Der Bau von Fernwärmesystemen ist jedoch teuer. Deshalb ist es von Vorteil, wenn die Rechenzentren sich in der Nähe der potenziellen Abnehmer der Fernwärme befinden. Teilweise müssen auch die Temperaturen der Abwärme erhöht werden. Dies geschieht mit Wärmepumpen, was die Energieeffizienz schmälert. Es ist aber besser, als die Abwärme verpuffen zu lassen.
Die Abwärme ersetzt fossile Energieträger, die Nachfrage nach Strom und vor allem nach Strom aus erneuerbaren Quellen dürfte durch die Rechenzentren dennoch steigen. Ein Problem ist jedoch, dass Rechenzentren auf beständige Stromlieferungen angewiesen sind, auch wenn die Sonne nicht scheint oder der Wind nicht weht.
Die Schweiz stützt sich bei der Produktion von Elektrizität immer noch mit Wasserkraft, Kernkraft und erneuerbaren Energien auf CO2-freie Energieformen.
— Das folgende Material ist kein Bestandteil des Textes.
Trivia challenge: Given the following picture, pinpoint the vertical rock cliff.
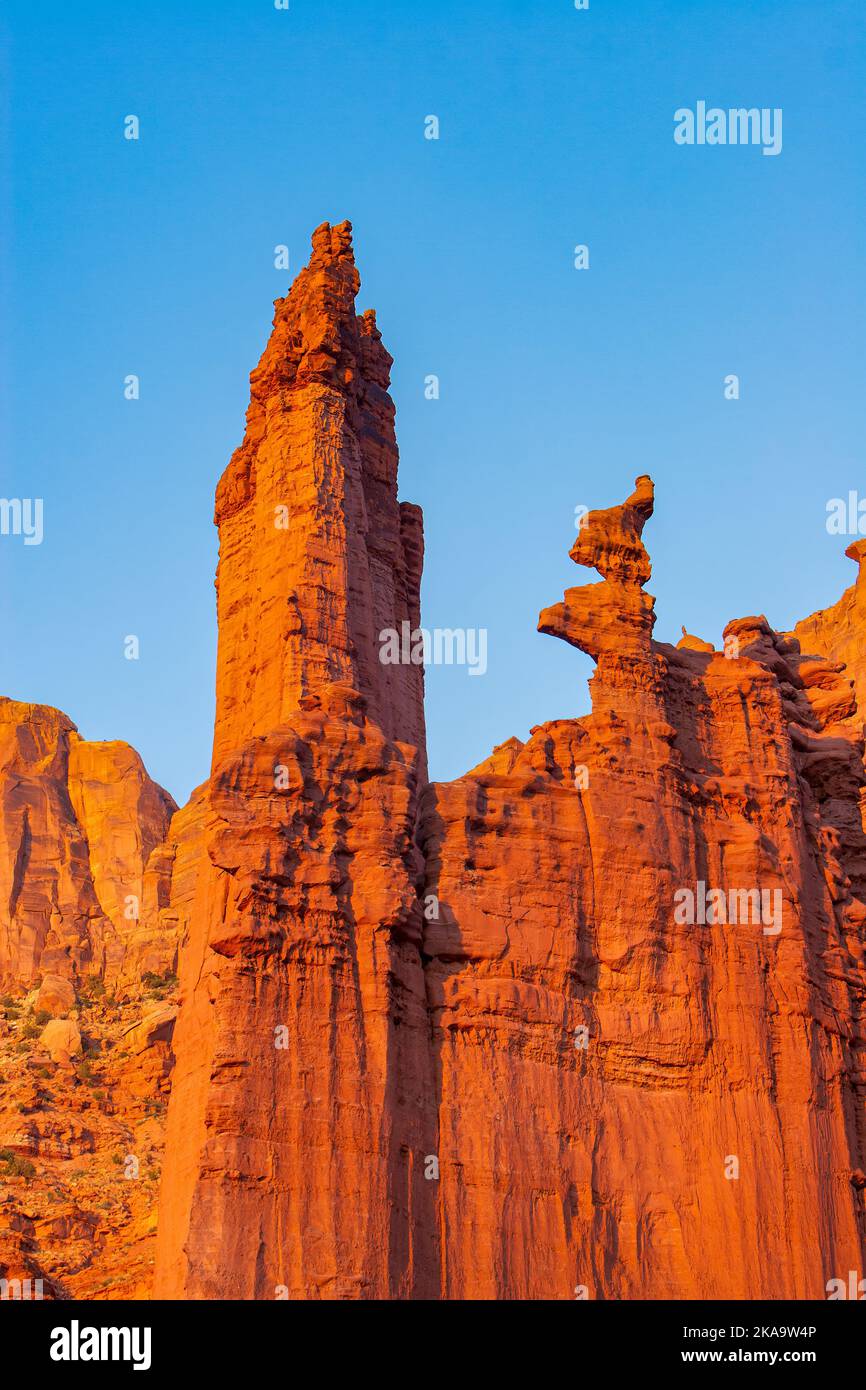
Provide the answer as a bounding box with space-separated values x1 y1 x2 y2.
156 222 438 1298
0 222 866 1300
421 478 866 1298
0 699 177 988
156 224 866 1298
Das Energiesystem hat noch Reserven. Wenig verbreitet sind in der Schweiz direkte Beteiligungen der Betreiber von Datenzentren an der Produktion von Strom.
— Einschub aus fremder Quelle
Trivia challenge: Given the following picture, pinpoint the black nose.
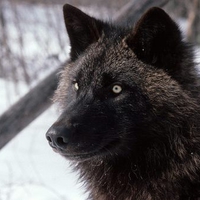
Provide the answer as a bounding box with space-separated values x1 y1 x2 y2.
46 125 69 150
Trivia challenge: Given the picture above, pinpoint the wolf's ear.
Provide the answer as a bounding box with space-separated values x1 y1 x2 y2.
126 7 182 71
63 4 103 60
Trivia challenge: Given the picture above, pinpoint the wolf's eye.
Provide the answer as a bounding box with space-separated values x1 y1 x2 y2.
74 82 79 91
112 85 122 94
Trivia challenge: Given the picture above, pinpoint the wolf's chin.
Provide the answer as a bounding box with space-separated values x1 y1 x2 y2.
53 140 120 162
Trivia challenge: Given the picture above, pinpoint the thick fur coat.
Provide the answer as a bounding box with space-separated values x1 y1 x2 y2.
46 5 200 200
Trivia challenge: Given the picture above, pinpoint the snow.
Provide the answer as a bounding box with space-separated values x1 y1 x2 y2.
0 1 200 200
0 104 87 200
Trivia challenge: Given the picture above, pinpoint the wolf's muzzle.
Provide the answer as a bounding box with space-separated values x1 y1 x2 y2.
46 125 69 150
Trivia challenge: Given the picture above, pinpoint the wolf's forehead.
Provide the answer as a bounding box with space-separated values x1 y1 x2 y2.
77 39 135 78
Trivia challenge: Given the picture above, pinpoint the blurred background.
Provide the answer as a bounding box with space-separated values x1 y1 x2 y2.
0 0 200 200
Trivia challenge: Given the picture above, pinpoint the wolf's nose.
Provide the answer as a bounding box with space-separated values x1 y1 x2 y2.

Weltweit hat der Wettlauf von Tech-Giganten und Rechenzentren-Firmen um grüne Energiequellen bereits begonnen. Anfang Mai kündigten der Technologieriese Microsoft und Brookfield, einer der grössten Infrastruktur-Investoren der Welt, an, gemeinsam Kapazitäten für erneuerbare Energien von 10,5 Gigawatt in den USA und in Europa zu bauen, um die Rechenzentren mit erneuerbarem Strom zu versorgen. Das Preisschild dafür dürfte 10 Milliarden Dollar betragen. Es soll der grösste Stromliefervertrag für Wind- und Solarkraft eines einzelnen Unternehmens sein.